A Glean Administrator at one of our customers has notified us that the search results that users are getting for Atlassian content appears to be stale. Glean Admins are our primary contacts at the customer who are in charge of ensuring the Glean system is being provided to their end users at their company. Prepare a document and walk us through how you would go about resolving this issue. It is ok to speculate on capabilities that exist in Glean or Atlassian so that we can understand your thinking and logic. Include the following
Steps you would take to validate the issue
Technical assumptions you have about Glean and Atlassian products to help you troubleshoot
Your assessment of what the problem actually is and where in Glean or Atlassian (or both) you think the issue resides
Logical steps you would take to resolve the issue
How and when you would communicate with the Glean Admin about the issue and what type of messages you would send to them along the way
Any steps you would take after the issue is resolved besides the customer communication, e.g. continuous improvement
Expect that we may ask questions and that it is ok if you ask clarifying questions of the panel along the way.
What I think the issue is: Based on the flow of the architecture that I was given. It seems like what the issue may be is that the configuration to the Atlassian endpoint might be broken. Either due to a changed permission or maybe the configuration is no longer correctly set up.
Steps I would take to validate the issue:
Understanding the Problem
Go into their glean console and see what they mean when they say that things are stale.
“Hi, can you describe to me what’s going wrong?”
And if they want to, what they think is going on.
“Hi, can you show me the steps you took to see the stale data?”
Write out the steps (for future reference)
Customer opened up ....
Screen doesn’t appear to be showing....
“What should be appearing?
If you log out of Glean and back in does the issue resolve itself?
Every time you use Glean it needs your SSO and so if a bad cookie was cached that might have made it so that things weren’t updating
Keep note of this to use when you query your logs to see if this timeline matches up. Or to be able to be used as a filter.
How many people is this affecting?
Does much does it impact their ability to do their job?
How important is this customer?
If we need to escalate here is a script:
Hi, we have this major problem here where a lot of customers/a high profile customer is not able to perform work because they’re getting stale Glean data.
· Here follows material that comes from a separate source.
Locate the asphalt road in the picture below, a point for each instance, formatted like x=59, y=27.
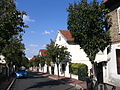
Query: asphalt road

I’ve made a ticket with all of the information I’ve gathered so far and I will continue to try and troubleshoot and update the ticket but while I’m doing that it would be helpful if we can work together or in parallel to help solve this issue quickly.
Reproducing the problem with a test dummy Confluence doc
Have them create a Confluence doc so you can validate different flows within Glean (their user permission)
Create a confluence doc titled “Test file to see Stale Atlassian Data - user permission”
Check with Engineering to see if anything was changed recently (db or product wise) using the date that you found
Ask in Slack
Look at Github commits
Create a Ticket
Let the customer know what you have done so far
Communicating the Problem:
Classify the Problem:
Issue with the Config/secrets:
Immediate remediation - go in and fix it asap
Create a ticket
this is so we can track if issues like this keep happening
If it does: maybe we need to update our documentation or fix a flow in the code so that there can’t be this human error
Let the customer know you have fixed it
Ask the to try again and see if the data is still stale
Issue with Glean:
triage the severity of this issue:
how important is the customer
how many customers will be affected
how much will this impact the customer/can most of glean’s functionality still there
Let engineering know. Submit a ticket.
If it’s a bigger issue figure out who to reach out to who can email all of our customers and let them know that there’s this issue but we’re working to fix it.
Let the Customer know the fix and how long it might take
Fixing the Problem:
If the security teams thinks that the issue is exploitable it’ll be fixed and rolled out immediately (within a day)
Any relevant critical severity issues found in Github vulnerabilities scans or container registry scans are fixed within 1 week from when it was first detected. The detection is typically within a few hours for both Gihub and Google container registry.
If it’s an issue with the GCP assets scanner and elastic CVE’s it’ll be fixed within 5 weeks.
This is because the elastic cluster is only reachable from the private VPC
If this is too long for the user and the mistake is on our side, we can try to rollback to a previous version artifact so that they can use glean again
Next Steps after Resolution
Update test plan
If it is an issue on our side. Update our QA testing docs to include a check for the issue found.